After a serious night of contemplating and introspecting (and pizza), I realised that it wasn’t anybody’s fault. No one was wrong here, nor was anyone right. Circumstances are also not at fault. I basically played first or rather gave first fiddle importance to people for whom I was second fiddle to. Confused?
Here’s the thing, people who find it difficult to make friends hold on harder to most of their friends. Because they have only a small number of friends, they’re all extremely important to them. Now before I delve further into my theories, yes this is an acute observation of my life, because I do not have this kind of an insight about anyone else’s life. This isn’t a ‘I am so awesome’ post, I know I am not the only one going through this, and which is probably why I am writing this, trying to reach that one other person who is blaming himself for not being able to hold on to friends.

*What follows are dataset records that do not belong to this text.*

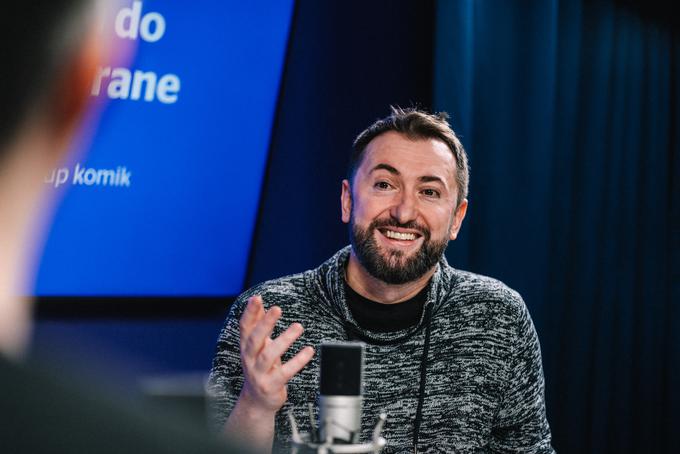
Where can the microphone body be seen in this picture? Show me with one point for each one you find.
(340, 399)
(341, 378)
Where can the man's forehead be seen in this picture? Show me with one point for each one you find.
(393, 151)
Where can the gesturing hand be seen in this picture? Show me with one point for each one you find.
(265, 375)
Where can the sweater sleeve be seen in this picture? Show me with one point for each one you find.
(226, 376)
(520, 423)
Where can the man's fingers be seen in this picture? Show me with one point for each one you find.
(251, 315)
(253, 343)
(273, 351)
(297, 362)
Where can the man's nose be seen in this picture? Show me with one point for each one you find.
(405, 208)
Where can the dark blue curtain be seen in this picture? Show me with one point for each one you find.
(570, 113)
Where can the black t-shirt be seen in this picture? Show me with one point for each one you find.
(385, 318)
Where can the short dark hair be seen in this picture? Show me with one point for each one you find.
(36, 39)
(416, 125)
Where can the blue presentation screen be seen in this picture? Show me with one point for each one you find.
(163, 200)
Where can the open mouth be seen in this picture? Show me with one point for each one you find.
(399, 236)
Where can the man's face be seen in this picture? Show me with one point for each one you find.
(402, 206)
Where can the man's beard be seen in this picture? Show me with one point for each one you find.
(391, 266)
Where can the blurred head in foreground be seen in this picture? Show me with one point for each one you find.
(50, 51)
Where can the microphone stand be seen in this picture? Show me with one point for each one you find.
(307, 443)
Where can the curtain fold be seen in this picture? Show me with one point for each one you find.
(569, 111)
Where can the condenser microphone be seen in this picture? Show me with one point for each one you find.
(341, 390)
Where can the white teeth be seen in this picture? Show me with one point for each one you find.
(399, 235)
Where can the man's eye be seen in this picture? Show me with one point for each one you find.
(431, 193)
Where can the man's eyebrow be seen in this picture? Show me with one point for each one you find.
(387, 167)
(430, 179)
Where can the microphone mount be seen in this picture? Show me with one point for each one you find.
(311, 442)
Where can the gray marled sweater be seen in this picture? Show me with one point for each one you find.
(483, 388)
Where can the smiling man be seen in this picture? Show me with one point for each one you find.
(452, 357)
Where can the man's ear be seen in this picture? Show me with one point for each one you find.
(71, 91)
(458, 220)
(346, 201)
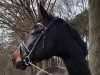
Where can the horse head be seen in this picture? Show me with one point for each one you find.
(39, 45)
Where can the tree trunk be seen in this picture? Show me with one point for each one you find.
(94, 36)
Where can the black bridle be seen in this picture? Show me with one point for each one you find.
(23, 47)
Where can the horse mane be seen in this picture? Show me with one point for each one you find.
(75, 34)
(54, 70)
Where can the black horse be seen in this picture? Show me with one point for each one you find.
(54, 71)
(54, 37)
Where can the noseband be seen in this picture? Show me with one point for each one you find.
(42, 35)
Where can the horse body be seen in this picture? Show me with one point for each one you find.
(62, 40)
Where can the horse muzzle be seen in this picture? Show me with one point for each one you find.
(20, 65)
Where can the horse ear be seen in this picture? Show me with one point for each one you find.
(43, 13)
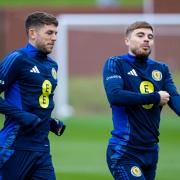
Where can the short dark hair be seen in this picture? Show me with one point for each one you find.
(37, 19)
(138, 25)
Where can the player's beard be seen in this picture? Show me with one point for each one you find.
(43, 49)
(140, 53)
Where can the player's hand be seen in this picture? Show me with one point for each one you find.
(57, 127)
(164, 97)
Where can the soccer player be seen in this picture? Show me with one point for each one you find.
(137, 88)
(28, 78)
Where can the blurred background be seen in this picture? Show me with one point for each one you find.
(81, 152)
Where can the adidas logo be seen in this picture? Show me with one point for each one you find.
(35, 70)
(132, 72)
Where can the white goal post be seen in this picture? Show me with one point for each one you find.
(62, 107)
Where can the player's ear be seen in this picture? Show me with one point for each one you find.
(32, 33)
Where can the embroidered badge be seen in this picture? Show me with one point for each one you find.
(156, 75)
(135, 171)
(54, 73)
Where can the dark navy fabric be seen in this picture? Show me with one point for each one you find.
(121, 163)
(132, 86)
(28, 79)
(132, 90)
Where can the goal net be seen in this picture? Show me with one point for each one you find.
(84, 41)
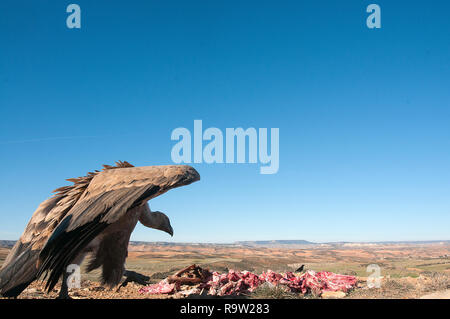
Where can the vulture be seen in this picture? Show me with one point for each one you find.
(96, 215)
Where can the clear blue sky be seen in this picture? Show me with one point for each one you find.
(364, 115)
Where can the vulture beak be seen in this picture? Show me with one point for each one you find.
(170, 231)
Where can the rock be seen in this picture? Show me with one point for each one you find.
(333, 294)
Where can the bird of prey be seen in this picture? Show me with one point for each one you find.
(95, 215)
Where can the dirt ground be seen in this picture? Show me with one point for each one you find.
(407, 270)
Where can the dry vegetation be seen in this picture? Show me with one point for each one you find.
(409, 271)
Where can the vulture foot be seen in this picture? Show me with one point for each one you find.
(132, 276)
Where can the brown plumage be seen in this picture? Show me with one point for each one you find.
(96, 214)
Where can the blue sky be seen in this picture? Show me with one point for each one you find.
(363, 114)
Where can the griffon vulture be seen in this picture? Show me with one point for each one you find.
(96, 215)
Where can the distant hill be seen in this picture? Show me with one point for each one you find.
(275, 243)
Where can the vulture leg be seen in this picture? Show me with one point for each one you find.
(132, 276)
(64, 292)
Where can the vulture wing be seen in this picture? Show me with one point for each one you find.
(20, 267)
(64, 224)
(108, 197)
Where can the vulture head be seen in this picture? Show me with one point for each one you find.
(160, 221)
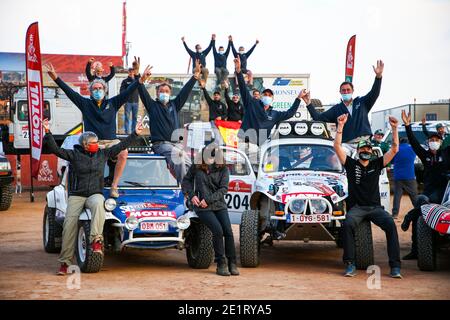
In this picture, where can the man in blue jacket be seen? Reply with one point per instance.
(200, 55)
(99, 116)
(358, 126)
(164, 122)
(404, 176)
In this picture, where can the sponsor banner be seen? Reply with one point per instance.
(35, 95)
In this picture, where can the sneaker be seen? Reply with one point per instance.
(350, 270)
(97, 246)
(114, 192)
(62, 269)
(410, 256)
(395, 273)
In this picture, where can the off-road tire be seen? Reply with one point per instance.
(363, 245)
(426, 246)
(93, 262)
(250, 239)
(6, 193)
(199, 246)
(52, 243)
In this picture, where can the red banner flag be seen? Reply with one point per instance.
(35, 95)
(350, 59)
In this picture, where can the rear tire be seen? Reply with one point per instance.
(87, 260)
(51, 231)
(6, 193)
(250, 239)
(199, 249)
(363, 245)
(426, 246)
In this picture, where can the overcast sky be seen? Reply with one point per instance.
(309, 36)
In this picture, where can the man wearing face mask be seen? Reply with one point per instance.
(243, 56)
(164, 122)
(99, 116)
(358, 126)
(259, 114)
(200, 55)
(87, 165)
(363, 201)
(220, 64)
(217, 109)
(435, 165)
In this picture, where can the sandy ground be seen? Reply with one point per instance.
(288, 270)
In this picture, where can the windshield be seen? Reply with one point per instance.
(301, 157)
(146, 172)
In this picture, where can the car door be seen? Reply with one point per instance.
(241, 185)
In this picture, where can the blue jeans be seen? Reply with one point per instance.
(131, 110)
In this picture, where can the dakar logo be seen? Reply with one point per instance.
(32, 50)
(45, 173)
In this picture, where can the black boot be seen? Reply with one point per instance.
(222, 267)
(232, 266)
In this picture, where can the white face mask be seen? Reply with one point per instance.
(434, 145)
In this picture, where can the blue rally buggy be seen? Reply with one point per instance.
(149, 214)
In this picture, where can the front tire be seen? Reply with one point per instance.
(250, 239)
(87, 260)
(199, 249)
(426, 246)
(363, 245)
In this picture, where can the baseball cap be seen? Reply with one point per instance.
(364, 143)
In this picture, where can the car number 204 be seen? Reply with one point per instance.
(237, 201)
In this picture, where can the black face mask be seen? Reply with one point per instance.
(365, 155)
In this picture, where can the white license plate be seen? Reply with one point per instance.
(314, 218)
(154, 226)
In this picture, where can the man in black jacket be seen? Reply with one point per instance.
(165, 126)
(435, 162)
(217, 109)
(87, 165)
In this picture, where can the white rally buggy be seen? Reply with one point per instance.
(299, 194)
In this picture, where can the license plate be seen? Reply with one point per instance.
(154, 226)
(314, 218)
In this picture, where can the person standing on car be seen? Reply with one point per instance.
(99, 116)
(164, 122)
(358, 126)
(85, 188)
(205, 185)
(434, 160)
(404, 176)
(363, 200)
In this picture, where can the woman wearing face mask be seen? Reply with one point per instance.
(205, 185)
(435, 182)
(87, 165)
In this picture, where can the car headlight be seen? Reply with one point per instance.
(5, 166)
(183, 222)
(110, 204)
(297, 206)
(318, 206)
(131, 223)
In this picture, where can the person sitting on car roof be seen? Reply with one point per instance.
(164, 122)
(358, 126)
(363, 200)
(85, 188)
(435, 165)
(99, 116)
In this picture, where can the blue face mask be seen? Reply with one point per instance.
(98, 94)
(164, 97)
(346, 96)
(267, 101)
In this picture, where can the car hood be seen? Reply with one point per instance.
(150, 204)
(305, 183)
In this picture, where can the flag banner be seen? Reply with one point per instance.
(228, 130)
(350, 59)
(35, 95)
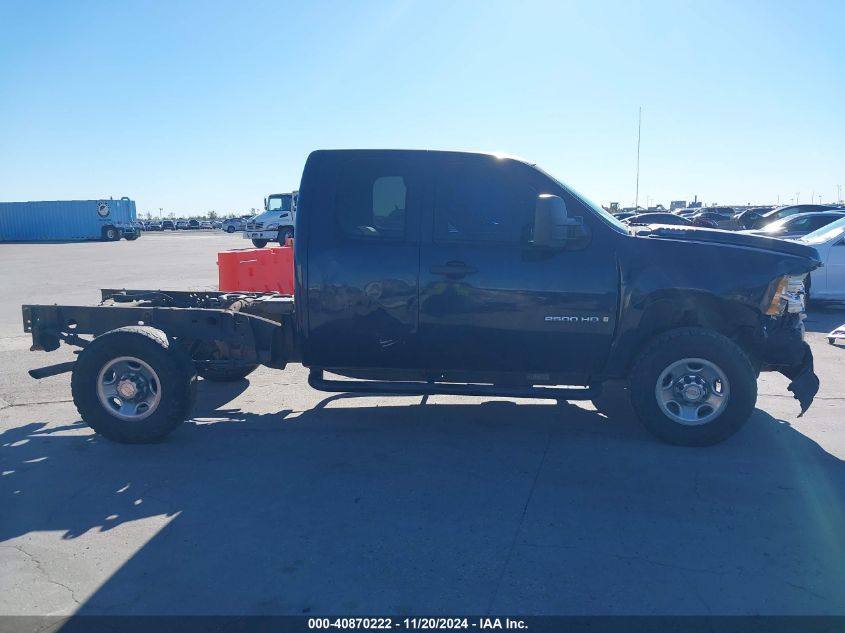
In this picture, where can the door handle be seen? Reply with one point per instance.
(453, 269)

Coming back to the point, people like me have very few friends and we hold on to those, they are important, very important. But atypically, to these people, some of them, we are not the most important tier of friends. Now here is the difference between these friends. Your most important friends are the ones you have around at all times, you are a part of all aspects of their life, their family, you basically know everyone and their mother. The second tier knows everything too, just gets the second call. No biggie, but the second tier friend may or may not affect a person’s mood. If you get super busy, the first tier will still get to see you, the second tier not so much. Sometimes you become a regular in their life and sometimes they want you around only when they are bored. You treat them special and you think you are being treated special too, you think that your opinion or presence matters but sometimes it doesn’t.
The realisation that you are playing second fiddle comes at the oddest moments especially when you’re not expecting the epiphany. It hits you like a ton of bricks and sometimes it is just a passing breeze. At some point, through various introspections you’d think that I would figure that I probably might be dealing with people who I was second tier to, so I stopped talking to those people. But no, this realisation came to me through the oddest circumstances, job took over my life, I couldn’t be free when they were free and so on.
Here’s the thing though, those people weren’t bad people, or aren’t bad people, I am not saying they didn’t care about me either. It was just something that is very human to have. It is also a problem that we sometimes come on very strong because of our nature. Now let’s look at the negatives of this situation. You somehow stop caring about keeping in touch with people, sometimes people who actually care for you, losing them because you were once bitten. Now it takes you even longer to make and trust the friends that you make because you feel like you can’t be sure any more about who will truly be there for you. It is a very insecure state of mind.
The positive, today you can proudly say that you gave everything you had to every friendship that you ever had and you will give your hundred percent to every friendship you will have. Question is, do the first fiddles in your life realise that you play second fiddle in theirs? A bigger question is, do you know who your second fiddle friend is?